The irony is that the Arabs resolutely opposed that plan. The majority of Jews in Mandate Palestine accepted the resolution but both the Arab Higher Committee and the Arab League rejected the resolution. Both those latter organisations (and a host of other Arab leaders) indicated a complete unwillingness to accept any form of territorial division. Despite adoption of the plan by the UNGA, it was never implemented. Instead, the Arabs announced their intention to take all necessary measures to prevent the implementation of the resolution, declaring war in Mandatory Palestine.

Historian Arieh Avneri writes,

As the partition vote approached, it became clear little hope existed for a political solution to a problem that transcended politics: the Arabs’ unwillingness to accept a Jewish state in Palestine and the refusal of the Zionists to settle for anything less. The implacability of the Arabs was evident when Jewish Agency representatives David Horowitz and Abba Eban made a last-ditch effort to reach a compromise in a meeting with Arab League Secretary Azzam Pasha on September 16, 1947. Pasha told them bluntly:

The Arab world is not in a compromising mood. It’s likely, Mr. Horowitz, that your plan is rational and logical, but the fate of nations is not decided by rational logic. Nations never concede; they fight. You won’t get anything by peaceful means or compromise. You can, perhaps, get something, but only by the force of your arms. We shall try to defeat you. I am not sure we’ll succeed, but we’ll try. We were able to drive out the Crusaders, but on the other hand we lost Spain and Persia. It may be that we shall lose Palestine. But it’s too late to talk of peaceful solutions.”

The War of Independence was fought from 29 November 1947 through 20 July 1949 (in four phases). After Britain unceremoniously left Palestine and relinquished its Mandate responsibilities in May 1948, Israel declared statehood. She was immediately attacked by five surrounding Armies. Though vastly outnumbered, Israel  eventually won her defensive war. 

Why, then, does the UN observe an International Day of Solidarity with the Palestinian People to remember a non-binding UN resolution that was vehemently opposed by the Arabs and never implemented or constituted into international law?  

According to the UN Charter, UNGA Resolutions are not legally binding, being recommendations.  Only resolutions adopted by the Security Council under Chapter 7 may be obligatory. For this reason, UNGAR 181 cannot, in any manner, be considered as a basis for a Palestinian claim to statehood. Especially since the Partition Plan refers to the creation of an Arab state, not a Palestinian state.  In fact, nowhere is the creation of a Palestinian state for the Palestinian people indicated in the resolution, as there was never any such designation as “Palestinian” for the Arab population residing in the geographic region referred to at the time as Mandatory Palestine.

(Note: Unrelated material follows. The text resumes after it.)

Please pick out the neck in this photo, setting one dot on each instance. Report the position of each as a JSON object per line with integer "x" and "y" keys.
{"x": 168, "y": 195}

While Arab nationalist movements were certainly present, it was not until the 1960s and 70s under Yasser Arafat and the PLO that Palestinian nationalism emerged.

Since the Arab states not only rejected the resolution upon its adoption, but also prevented its implementation, how can today’s Palestinian leadership (supported by the UN) either logically or legally claim Resolution 181 as a basis for the establishment of a Palestinian State?  

However, logic, law, and indeed historical fact seem not to matter in the propaganda activism of the Palestinians and their supporters. November 29 is but one example of the historical revisionism that the Palestinian movement has successfully and persistently deployed. While older generations remember the history of Israel’s wars and its battle against enormous threats, the present generation is fed a diet of disinformation enticingly presented on social media platforms, where image is more important than fact and emotion overrides reason. Indeed, propagandists are making great strides in indoctrinating a whole generation unversed in history.